Est-ce du comique de situation ? Une forme de « trumpisme secondaire » – le laquais reprenant toujours, même inconsciemment, les traits dominants de son maître ? Nous imaginons bien comment Zelensky, qui vient manger dans les mains américaines, autant qu’européennes, pourrait défendre le Groenland... contre la Russie. Et cela, tout en accusant les Européens de manque de fermeté face à Trump – qui assume ouvertement sa volonté de conquérir le Groenland par tous les moyens.
Continuant dans la mégalomanie, Zelensky déclare, le plus sérieusement du monde : « L’Europe doit être forte et l’Ukraine est prête à aider par tous les moyens nécessaires pour garantir la paix et empêcher la destruction. Nous sommes prêts à aider les autres à devenir plus forts qu’ils ne le sont actuellement. » Zelensky donne l’exemple à l’Europe et lui fait la leçon... après avoir détruit l’Ukraine.
Ursula von der Leyen est vexée, tout comme les leaders européens.
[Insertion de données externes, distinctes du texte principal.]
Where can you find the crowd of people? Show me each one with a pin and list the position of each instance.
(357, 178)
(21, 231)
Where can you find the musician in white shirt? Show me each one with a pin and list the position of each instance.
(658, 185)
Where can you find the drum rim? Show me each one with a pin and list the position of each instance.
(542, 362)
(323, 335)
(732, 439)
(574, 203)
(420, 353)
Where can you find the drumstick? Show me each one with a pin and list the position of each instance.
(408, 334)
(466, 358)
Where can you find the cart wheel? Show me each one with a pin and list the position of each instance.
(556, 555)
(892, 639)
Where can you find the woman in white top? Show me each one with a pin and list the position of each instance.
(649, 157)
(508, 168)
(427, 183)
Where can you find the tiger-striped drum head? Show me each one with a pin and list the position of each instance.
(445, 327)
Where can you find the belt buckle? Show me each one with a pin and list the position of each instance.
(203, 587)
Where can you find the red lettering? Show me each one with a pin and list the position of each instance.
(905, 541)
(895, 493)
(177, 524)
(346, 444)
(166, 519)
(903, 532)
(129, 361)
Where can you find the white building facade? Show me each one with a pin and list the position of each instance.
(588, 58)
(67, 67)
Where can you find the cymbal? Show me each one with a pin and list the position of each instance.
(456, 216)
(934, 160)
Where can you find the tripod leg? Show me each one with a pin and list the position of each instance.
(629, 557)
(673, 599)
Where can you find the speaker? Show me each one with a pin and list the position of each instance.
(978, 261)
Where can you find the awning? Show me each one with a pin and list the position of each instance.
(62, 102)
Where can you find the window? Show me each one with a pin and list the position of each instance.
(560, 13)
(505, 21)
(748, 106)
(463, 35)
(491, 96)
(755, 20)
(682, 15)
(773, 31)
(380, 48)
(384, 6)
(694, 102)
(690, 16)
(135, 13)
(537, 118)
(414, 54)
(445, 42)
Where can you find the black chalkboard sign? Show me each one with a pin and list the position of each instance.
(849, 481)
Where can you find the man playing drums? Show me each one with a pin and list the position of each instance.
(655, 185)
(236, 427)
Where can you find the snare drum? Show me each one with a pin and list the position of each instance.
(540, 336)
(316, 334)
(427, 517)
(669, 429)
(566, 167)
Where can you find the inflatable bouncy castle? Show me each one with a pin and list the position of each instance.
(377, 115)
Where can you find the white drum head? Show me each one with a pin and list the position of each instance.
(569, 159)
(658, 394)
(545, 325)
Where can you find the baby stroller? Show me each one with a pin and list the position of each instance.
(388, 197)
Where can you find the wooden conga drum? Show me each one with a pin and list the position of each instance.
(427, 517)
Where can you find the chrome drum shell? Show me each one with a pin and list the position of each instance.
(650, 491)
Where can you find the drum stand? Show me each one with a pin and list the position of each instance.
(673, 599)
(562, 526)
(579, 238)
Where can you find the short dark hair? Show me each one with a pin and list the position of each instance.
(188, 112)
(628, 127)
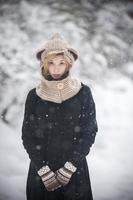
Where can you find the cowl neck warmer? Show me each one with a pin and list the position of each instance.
(58, 90)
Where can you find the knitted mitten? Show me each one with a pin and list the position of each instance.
(49, 178)
(64, 174)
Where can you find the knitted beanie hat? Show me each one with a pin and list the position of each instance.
(56, 44)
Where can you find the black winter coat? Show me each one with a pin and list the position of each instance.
(54, 133)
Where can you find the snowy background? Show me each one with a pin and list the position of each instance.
(102, 33)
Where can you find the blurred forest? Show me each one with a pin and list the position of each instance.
(102, 33)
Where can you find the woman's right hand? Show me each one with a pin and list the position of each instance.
(49, 178)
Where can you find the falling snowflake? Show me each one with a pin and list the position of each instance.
(77, 129)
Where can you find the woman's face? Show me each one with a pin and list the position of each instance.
(57, 66)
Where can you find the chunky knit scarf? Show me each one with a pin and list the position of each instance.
(58, 90)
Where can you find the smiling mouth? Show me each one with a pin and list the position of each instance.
(56, 75)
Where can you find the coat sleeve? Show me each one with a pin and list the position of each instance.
(28, 127)
(88, 127)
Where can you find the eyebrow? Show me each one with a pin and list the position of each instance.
(60, 60)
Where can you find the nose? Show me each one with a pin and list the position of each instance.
(56, 69)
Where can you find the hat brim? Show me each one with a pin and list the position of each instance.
(71, 50)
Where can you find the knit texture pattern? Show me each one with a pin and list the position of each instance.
(58, 90)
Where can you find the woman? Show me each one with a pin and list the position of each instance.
(59, 128)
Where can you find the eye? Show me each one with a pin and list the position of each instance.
(50, 62)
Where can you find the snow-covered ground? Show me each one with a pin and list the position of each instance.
(110, 45)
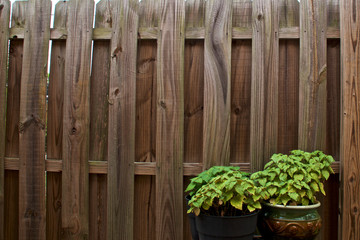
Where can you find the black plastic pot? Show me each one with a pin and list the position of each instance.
(230, 228)
(191, 217)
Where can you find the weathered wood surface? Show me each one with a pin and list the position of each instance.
(75, 175)
(11, 192)
(145, 139)
(288, 103)
(170, 120)
(240, 84)
(122, 112)
(312, 82)
(217, 83)
(350, 120)
(264, 88)
(55, 125)
(4, 37)
(99, 107)
(194, 84)
(32, 211)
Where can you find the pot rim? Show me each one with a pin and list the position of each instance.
(312, 206)
(229, 217)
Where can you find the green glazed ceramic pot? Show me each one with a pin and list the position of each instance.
(278, 222)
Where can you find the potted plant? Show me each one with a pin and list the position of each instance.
(292, 182)
(227, 206)
(196, 183)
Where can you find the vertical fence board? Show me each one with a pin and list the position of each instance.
(75, 195)
(55, 125)
(264, 89)
(99, 107)
(32, 212)
(241, 84)
(312, 82)
(288, 114)
(170, 120)
(217, 83)
(11, 192)
(193, 84)
(145, 139)
(350, 122)
(121, 135)
(4, 43)
(330, 202)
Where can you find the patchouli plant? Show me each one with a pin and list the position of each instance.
(295, 179)
(228, 194)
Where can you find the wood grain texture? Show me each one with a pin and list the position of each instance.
(241, 84)
(145, 139)
(288, 100)
(170, 120)
(75, 194)
(194, 84)
(264, 88)
(32, 211)
(4, 44)
(55, 125)
(313, 72)
(240, 101)
(122, 112)
(99, 108)
(217, 82)
(350, 121)
(11, 192)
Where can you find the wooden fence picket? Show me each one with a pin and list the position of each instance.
(4, 39)
(75, 195)
(169, 118)
(55, 125)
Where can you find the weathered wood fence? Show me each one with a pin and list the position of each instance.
(159, 90)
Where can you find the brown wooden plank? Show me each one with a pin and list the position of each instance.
(99, 107)
(350, 122)
(75, 177)
(312, 82)
(4, 44)
(11, 192)
(194, 84)
(122, 112)
(145, 139)
(264, 89)
(32, 211)
(170, 120)
(240, 84)
(55, 125)
(288, 100)
(217, 82)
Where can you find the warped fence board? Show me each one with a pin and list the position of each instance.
(32, 215)
(99, 107)
(217, 83)
(264, 88)
(4, 39)
(75, 195)
(156, 92)
(169, 119)
(350, 122)
(55, 125)
(122, 111)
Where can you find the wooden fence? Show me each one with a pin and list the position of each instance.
(158, 91)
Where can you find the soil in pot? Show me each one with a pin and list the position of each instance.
(278, 222)
(231, 228)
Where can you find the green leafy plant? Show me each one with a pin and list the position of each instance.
(295, 179)
(203, 178)
(232, 193)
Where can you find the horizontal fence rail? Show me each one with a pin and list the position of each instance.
(142, 95)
L’UE a déjà versé 193 milliards d’euros, elle s’apprête à en verser encore 90. Sacrifier l’intérêt des Européens pour le front en Ukraine mérite bien au moins la reconnaissance du ventre.
Mais Zelensky ne s’arrête pas là, il attaque personnellement ceux, qu’il estime trop gentils avec la Russie, comme le dirigeant hongrois, pourtant parfaitement trumpiste. Et le ministre hongrois des Affaires étrangères estime qu’il s’agit d’une ingérence dans les affaires intérieures en vue des prochaines élections parlementaires pour conduire à un changement de ligne politique. Orban a également insisté : « Les Ukrainiens sont passés à l'offensive. Ils profèrent des menaces et s'ingèrent ouvertement dans les élections hongroises. Leur objectif est de s'emparer de fonds et d'intégrer l'Union européenne au plus vite. En tant que membre de l'Union européenne, la Hongrie a le droit de dire non. Notre gouvernement patriotique dit clairement non. »
Les Européens giflés par le maître, puis par son laquais
Bref, selon Zelensky, il faut arraisonner les navires russes sur l’exemple de Trump (ce que chacun commence par ailleurs à faire en Europe), saisir les actifs russes (ce que les Européens ont encore peur de faire), soutenir Trump - tout en restant « ferme », mais surtout développer une défense européenne (qui se fournirait aux États-Unis ?) – ce qui va en fait parfaitement dans la ligne de la nouvelle Stratégie américaine de défense nationale.
Zelensky a été sommé au dernier moment de se présenter. Peut-on sérieusement penser qu’il ait agi de manière autonome ? Il est raisonnablement possible d’en douter, surtout lorsque l’on voit la faiblesse de la réponse réelle et des Américains et des Européens.
Finalement, il n’y a eu que quelques grognements en Europe, mais la ligne n’est pas remise en cause. Et côté américain, la rencontre entre Trump et Zelensky s’est bien déroulée, un accord aurait été trouvé sur les conditions de sécurité pour l’Ukraine et Zelensky annonçait déjà la réunion tripartite des négociations aux EAU, avec d’un côté la Russie et de l’autre les États-Unis avec l’Ukraine, où « les Russes doivent être prêts à des compromis ».
Les Européens deviennent les dindons patentés de la farce. Ils se font gifler par le maître. Ils se font désormais gifler par son laquais. La chute semble être sans fin.